Thursday, 5 September 2013

The Festival of Britain - 1951

I have come across mention of the The Festival of Britain in old novels, and recently in a 1950 magazine I found this ad.

So what was the Festival of Britain?  Held on the centenary of the 1851 Great Exhibition, or Crystal Palace Exhibition, this national exhibition was organised not only to promote the British contribution to science, technology, industrial design, architecture and the arts, but also to help the people of Britain move on from the aftermath of WWII.  A lot of areas in London, and throughout the country, needed total rebuilding, and a festival such as this was the perfect opportunity to do so, while highlighting the new designs and material of the post war age.

As you can see from the map there were events all over Britain, but the Festival's centerpiece was in London on the South Bank of the Thames.  Here old damaged warehouses and working class housing was replaced with open public space, including a riverside walkway, the Skylon tower, and 'the Dome of Discovery,' as well as new buildings in the International Modernist style.

Visitors to the Festival of Britain in front of the Dome of Discovery. 

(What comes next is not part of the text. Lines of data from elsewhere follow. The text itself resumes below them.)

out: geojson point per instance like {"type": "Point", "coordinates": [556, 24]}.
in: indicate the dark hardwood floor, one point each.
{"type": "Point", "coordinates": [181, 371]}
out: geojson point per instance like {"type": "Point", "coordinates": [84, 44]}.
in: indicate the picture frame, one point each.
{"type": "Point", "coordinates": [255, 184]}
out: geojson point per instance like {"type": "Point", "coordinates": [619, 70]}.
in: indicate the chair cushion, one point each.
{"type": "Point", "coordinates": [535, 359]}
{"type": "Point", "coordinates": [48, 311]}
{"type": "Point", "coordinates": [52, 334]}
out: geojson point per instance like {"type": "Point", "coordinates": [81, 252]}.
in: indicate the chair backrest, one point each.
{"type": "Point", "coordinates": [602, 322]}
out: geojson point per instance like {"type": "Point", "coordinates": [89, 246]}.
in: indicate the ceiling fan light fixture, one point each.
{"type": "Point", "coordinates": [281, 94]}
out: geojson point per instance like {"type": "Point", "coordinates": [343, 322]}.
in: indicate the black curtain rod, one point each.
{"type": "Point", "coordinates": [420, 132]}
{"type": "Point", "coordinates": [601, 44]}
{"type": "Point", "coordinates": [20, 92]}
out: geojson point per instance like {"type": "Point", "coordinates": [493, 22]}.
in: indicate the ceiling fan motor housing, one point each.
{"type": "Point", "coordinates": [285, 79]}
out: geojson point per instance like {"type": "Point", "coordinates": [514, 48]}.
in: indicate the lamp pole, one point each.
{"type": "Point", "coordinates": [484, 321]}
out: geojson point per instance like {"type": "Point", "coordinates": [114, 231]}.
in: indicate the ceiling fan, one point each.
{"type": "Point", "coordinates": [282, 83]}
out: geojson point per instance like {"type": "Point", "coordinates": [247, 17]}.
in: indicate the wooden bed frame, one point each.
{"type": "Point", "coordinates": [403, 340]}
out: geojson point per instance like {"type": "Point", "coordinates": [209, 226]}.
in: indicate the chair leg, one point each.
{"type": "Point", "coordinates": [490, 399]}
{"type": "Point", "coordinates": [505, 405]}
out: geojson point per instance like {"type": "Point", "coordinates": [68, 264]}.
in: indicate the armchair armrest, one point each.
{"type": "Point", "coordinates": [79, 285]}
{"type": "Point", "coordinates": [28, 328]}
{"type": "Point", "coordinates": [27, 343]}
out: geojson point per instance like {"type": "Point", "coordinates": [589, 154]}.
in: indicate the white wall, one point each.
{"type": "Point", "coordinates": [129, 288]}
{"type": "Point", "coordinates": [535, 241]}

The Skylon tower was one of the symbols of the Festival of Britain. It was  cigar-shaped, made of steel and clad in aluminium louvres and supported by cables. The base was nearly 15 metres (50 feet) from the ground, with the top nearly 90 metres (300 feet) high and lit internally it was a great feature day and night.  Like much of the South Bank Exhibition it was demolished by the incoming Conservative administration of Winston Churchill  (who obviously did not wanted to be reminded of Clement Attlee's post-war Labour government but suggested that it posed a danger to visitors from lightning-strikes).

The Skylon Tower, 1951
The Skylon Tower, 1951

Also at South Bank was the Telekinema, a purpose-built film theatre designed by Wells Coates. Documentary and experimental films, including 3D films, and the then new invention of television were shown and it was one of the most popular attractions of the Festival with nearly half a million visitors.

Audience wearing special glasses watch a 3D "stereoscopic film" at the Telekinema on the South Bank in London during the Festival of Britain
3 D glasses at the Telekinema
The festival was promoted around the world.

The Festival of Britain Poster 1951.
The Festival of Britain Poster 1951. 
Even here in Australia.  Not only was the first ad (with the map) from the September 1950 issue of Australian House and Garden, but so was this one -

What a trip - Singapore, Cairo and Rome plus London!  It would have been wonderful. Don't you think?

And ad ad from August 1951 (Australian Women's Weekly) -

BCPA travel ad, August 1951 (Australian Women's Weekly)

Apparently around 8.5 million people visited the festival - more than Australia's entire population at the time!   2% of those visitors were from overseas - 170,000 people - a pretty good figure for 1951.

Last years World Fair in Korea also attended about 8 million visitors, while the 1964 world Fair in New York had over 50 million visitors.